When Andrew Buchanan was a freshman at The Citadel four years ago, hockey night in Charleston had a special meaning for the knob from Raleigh.
Wednesday night meant practice for The Citadel's club hockey team — and a rare chance for a freshman to escape the military school's campus.
"I would look forward to Wednesdays the most," Buchanan recalled after a practice at The Carolina Ice Palace this week. "At The Citadel, you don't have leave the first semester of your knob year. So having that practice every Wednesday, to be able to come out and play hockey and then go to Chick-fil-A and get something to eat, we loved that."
A chicken sandwich is no longer the highlight of Citadel hockey, which this year has turned in one of the best seasons in program history.
With former South Carolina Stingrays great Ed Courtenay as coach, the Bulldogs are 16-5 as they head to the Blue Ridge Hockey Conference tournament this weekend in Chesapeake, Va.
Seeded No. 2 in the Atlantic South Division, the Bulldogs (5-1 in the division) will take on American University (3-5) in a first-round match at 9 p.m. Friday.
Not bad for a bunch of cadets who use their one weekly night of leave from the barracks to practice, and who fund much of the team's expenses themselves.
"It's a challenge," said Courtenay, an NHL veteran who was MVP of the East Coast Hockey League in 1996-97 and has been The Citadel's volunteer coach for four years. "At the beginning of each year, you never know what you are looking at. None of these kids are on hockey scholarships, and they know they are students first and hockey players second.
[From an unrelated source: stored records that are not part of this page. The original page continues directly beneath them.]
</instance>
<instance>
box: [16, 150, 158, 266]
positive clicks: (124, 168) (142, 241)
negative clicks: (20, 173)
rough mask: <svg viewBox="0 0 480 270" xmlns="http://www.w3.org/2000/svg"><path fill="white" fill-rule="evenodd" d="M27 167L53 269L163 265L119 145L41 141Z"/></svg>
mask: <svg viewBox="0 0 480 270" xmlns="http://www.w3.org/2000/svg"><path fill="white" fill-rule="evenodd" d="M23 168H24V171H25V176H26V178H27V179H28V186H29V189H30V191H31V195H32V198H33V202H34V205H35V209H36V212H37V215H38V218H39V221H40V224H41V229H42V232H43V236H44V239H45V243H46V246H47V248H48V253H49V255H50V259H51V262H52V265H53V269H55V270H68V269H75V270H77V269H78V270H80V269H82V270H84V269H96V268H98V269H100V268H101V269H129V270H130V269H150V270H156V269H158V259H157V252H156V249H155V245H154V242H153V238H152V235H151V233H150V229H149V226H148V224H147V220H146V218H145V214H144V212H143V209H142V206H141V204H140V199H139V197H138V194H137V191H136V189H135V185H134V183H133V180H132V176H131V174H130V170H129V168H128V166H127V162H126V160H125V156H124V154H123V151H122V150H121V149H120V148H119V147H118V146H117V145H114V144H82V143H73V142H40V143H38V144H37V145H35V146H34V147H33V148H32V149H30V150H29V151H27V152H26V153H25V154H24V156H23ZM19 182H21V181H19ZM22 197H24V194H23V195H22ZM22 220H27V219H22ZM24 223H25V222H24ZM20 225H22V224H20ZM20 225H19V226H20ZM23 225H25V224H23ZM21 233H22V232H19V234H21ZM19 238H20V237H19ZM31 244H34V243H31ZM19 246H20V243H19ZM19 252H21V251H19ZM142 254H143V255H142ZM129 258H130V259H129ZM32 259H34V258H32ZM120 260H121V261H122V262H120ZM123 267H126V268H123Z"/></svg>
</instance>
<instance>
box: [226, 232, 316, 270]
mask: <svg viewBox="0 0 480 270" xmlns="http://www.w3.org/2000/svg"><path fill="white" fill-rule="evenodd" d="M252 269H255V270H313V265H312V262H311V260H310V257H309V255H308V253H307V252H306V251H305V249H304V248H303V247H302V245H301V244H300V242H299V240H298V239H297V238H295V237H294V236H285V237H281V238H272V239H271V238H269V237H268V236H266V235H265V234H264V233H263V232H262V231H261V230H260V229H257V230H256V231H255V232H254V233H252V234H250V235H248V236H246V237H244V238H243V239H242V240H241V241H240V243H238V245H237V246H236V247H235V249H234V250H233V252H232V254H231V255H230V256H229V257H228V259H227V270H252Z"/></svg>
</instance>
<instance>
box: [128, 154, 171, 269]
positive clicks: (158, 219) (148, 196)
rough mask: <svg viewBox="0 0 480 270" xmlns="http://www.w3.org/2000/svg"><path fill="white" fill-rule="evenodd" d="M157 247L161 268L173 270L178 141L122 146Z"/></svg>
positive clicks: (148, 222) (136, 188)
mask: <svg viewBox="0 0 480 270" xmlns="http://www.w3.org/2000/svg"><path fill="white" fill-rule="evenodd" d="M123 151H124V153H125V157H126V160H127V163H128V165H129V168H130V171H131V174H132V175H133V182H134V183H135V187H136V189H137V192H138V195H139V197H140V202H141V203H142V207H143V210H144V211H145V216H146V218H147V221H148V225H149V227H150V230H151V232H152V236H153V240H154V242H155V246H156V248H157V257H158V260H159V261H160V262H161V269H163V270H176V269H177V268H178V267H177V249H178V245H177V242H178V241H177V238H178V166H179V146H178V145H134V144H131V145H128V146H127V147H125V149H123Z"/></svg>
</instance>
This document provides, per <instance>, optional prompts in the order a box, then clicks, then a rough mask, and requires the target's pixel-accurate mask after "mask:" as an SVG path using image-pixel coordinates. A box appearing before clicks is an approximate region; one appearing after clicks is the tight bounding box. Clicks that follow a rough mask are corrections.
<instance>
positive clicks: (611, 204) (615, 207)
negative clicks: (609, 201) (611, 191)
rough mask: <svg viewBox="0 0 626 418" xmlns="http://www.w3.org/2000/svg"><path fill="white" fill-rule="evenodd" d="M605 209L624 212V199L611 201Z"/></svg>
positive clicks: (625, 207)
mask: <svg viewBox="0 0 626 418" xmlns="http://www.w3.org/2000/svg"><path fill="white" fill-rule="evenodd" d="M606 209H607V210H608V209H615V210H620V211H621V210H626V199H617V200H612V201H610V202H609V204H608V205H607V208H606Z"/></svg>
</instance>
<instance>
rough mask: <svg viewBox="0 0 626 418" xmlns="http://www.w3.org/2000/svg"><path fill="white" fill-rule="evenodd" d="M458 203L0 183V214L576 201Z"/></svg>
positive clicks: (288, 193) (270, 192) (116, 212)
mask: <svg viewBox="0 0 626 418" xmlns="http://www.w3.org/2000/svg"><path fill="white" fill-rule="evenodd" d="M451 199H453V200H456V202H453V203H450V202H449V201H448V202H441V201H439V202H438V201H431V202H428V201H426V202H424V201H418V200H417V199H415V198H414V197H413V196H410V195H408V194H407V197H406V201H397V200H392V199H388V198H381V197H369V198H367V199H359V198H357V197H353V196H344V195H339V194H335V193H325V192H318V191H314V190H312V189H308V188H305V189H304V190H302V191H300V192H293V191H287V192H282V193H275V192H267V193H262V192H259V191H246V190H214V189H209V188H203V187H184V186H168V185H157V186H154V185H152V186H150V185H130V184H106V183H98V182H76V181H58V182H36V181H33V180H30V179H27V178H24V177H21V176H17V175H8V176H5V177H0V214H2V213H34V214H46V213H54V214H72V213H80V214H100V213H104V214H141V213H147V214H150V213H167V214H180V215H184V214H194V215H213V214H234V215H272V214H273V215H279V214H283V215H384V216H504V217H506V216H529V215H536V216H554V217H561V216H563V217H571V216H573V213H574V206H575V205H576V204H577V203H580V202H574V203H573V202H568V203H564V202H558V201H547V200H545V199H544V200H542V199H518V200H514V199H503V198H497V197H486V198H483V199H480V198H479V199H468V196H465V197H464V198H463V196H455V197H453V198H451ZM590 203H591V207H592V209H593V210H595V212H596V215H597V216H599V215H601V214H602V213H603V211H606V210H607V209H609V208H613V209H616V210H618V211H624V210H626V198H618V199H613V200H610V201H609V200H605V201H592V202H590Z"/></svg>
"But every year, we have gotten better, and this year we've had some things come together. My hat's off to them; they've really played well the majority of the year."
As a club sport, Citadel hockey has no athletic scholarships and does not receive the same support from campus as varsity sports. Expenses can pile up quickly in hockey, with demands for equipment, ice time and travel as a Division III member of the American Collegiate Hockey Association.
Buchanan, a senior and team captain, said each of The Citadel's 20 or so players pays $1,500 per year in dues for the team. Most of the remaining budget of more than $100,000 is filled out through fundraisers and alumni donations.
"We do tailgates during football season, and the alumni are great about supporting us," said Buchanan, who also is a member of The Citadel's prestigious Summerall Guards. "We have five Summerall Guards on the team, so we share tailgates with them and then split the profits, so that's been good for us."
The Buchanan family is a driving force behind Citadel hockey. His mother and father, Darci and Karl, moved to Charleston from Raleigh when Andrew came to The Citadel. They practically run the club, taking care of everything from scheduling and travel plans to designing team sweaters and raising money.
"Karl has done a fantastic job reaching out to alumni to help these guys," Courtenay said.
Said Andrew, "My mom and dad have put a lot of hours into this — tailgating, traveling with the team, booking our schedule. Usually it falls to the team captain to do all of that, so having them has been a blessing."
Winless just a few seasons ago, The Citadel this year took the Senior Leaders of Tomorrow tournament against fellow military schools with wins over Navy and Coast Guard. The Bulldogs also beat VMI, Elon, Richmond, Appalachian State, High Point and Old Dominion, and split a pair of matches with Tennessee.
"What's really cool is that we have a school of 2,000 or so students, and we compete against schools with 40,000 students," Andrew Buchanan said. "And we hold our own, and that's something to be proud of."
The Bulldogs draw their players from all over, including a growing number from South Carolina. Top scorer Derek Williams is from Brighton, Michigan; center Skyler Rossbach is from Cleveland; and center Marcus Mander played hockey for Bishop England High School.
There's a large range of skill level, but Courtenay says that's true at every level of hockey.
"What every player can bring is work ethic," he said. "Skill-wise, you ask any pro — everyone is a piece of the puzzle, and that's what makes a good team. We've got skill guys and we've got bangers, and the guys know that. As long as you know your role, you can have success."